Adam Becker [00:18:56]: Okay guys, I'm gonna. Maybe this is a final slide. Maybe if you want to wrap up, we need to keep going. So if you want to.
Venkata [00:19:06]: Yeah, so yeah, yeah. We have the insider threat, how we. How we actually will mitigate that. And the other one is like we have third party risks. And finally we'll be concluding. So do you want us to directly go to conclusion?
Surendra [00:19:22]: Adam?
Adam Becker [00:19:23]: Yeah, please.
Venkata [00:19:24]: Okay. So yeah, to conclude like so to bring it all together. Multi agent systems are not a future concept. They are already here. And from customer support to orchestration to all the way to cloud defense, Multi agent systems are already in production today. But autonomy at scale introduces risk at scale too. And the old security models like trust once assume forever no longer would work. And that's why we need zero trust at the agent level.

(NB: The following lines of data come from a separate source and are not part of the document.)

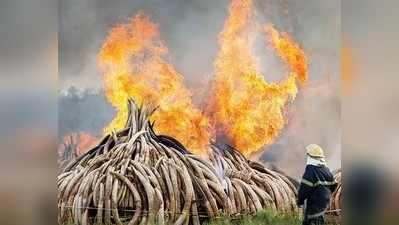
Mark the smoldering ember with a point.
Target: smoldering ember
(161, 159)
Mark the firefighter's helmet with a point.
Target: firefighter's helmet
(314, 150)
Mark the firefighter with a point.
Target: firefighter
(316, 186)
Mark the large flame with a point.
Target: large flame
(244, 107)
(132, 60)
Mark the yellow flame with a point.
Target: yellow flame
(133, 65)
(244, 107)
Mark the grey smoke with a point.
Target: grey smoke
(190, 31)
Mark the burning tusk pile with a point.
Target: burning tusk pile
(335, 203)
(135, 176)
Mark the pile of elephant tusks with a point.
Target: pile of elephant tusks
(135, 176)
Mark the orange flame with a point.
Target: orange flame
(244, 107)
(132, 60)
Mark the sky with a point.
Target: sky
(190, 30)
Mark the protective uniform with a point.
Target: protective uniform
(316, 187)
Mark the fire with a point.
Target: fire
(133, 63)
(244, 107)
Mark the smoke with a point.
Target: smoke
(190, 30)
(83, 112)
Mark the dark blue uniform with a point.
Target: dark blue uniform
(316, 187)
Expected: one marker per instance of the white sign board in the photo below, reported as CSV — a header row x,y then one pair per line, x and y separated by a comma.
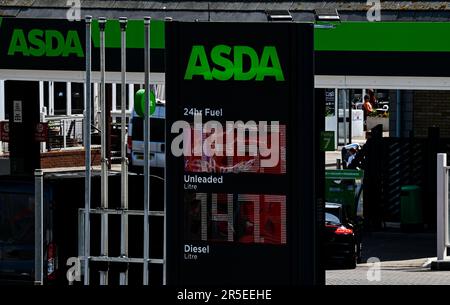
x,y
17,111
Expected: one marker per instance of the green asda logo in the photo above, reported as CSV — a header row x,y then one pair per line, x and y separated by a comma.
x,y
45,43
227,63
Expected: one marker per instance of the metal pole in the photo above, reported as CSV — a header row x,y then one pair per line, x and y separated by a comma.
x,y
124,160
38,227
398,116
350,117
87,148
146,147
442,203
104,161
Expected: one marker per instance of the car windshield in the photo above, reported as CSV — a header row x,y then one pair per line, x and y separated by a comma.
x,y
332,218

Venkata [00:19:51]: Identity isolation, context aware access and strong observability when done right. This approach lets you safely scale intelligence across your systems without letting Kaya scraping. And that's what we are all in here for. Right. So building a secure, intelligent and self defending systems for real world use. And yeah, that's all we have.

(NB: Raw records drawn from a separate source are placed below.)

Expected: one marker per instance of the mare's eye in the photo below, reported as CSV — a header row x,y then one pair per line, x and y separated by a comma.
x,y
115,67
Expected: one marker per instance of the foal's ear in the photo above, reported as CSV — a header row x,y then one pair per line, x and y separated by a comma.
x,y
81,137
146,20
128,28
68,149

Surendra [00:20:13]: Thank you.
Adam Becker [00:20:15]: Beautiful. Thank you very much guys. This is again, Diego just began to allude to the risks involved here and how the way we think about security and trust needs to evolve. And I think you guys are essentially embodying what that evolution is to at look look like. So I really appreciate the thoroughness and the thoughtfulness. It's very clear that you guys have spent a good amount of time thinking about how these things should operate. What's a good way to stay in touch with you and to follow your work and or connect with you?
Venkata [00:20:49]: LinkedIn. I'm happy. We are happy to post our LinkedIn profile. Cool.
Adam Becker [00:20:54]: If you want to drop it in.
Venkata [00:20:55]: The chat, we'll make sure in the private chat.
Adam Becker [00:21:01]: Yeah, that's fine. I'll drop it for the audience. Thank you very much folks.
Venkata [00:21:07]: Thank you. Thank you so much guys. Thanks for the opportunity.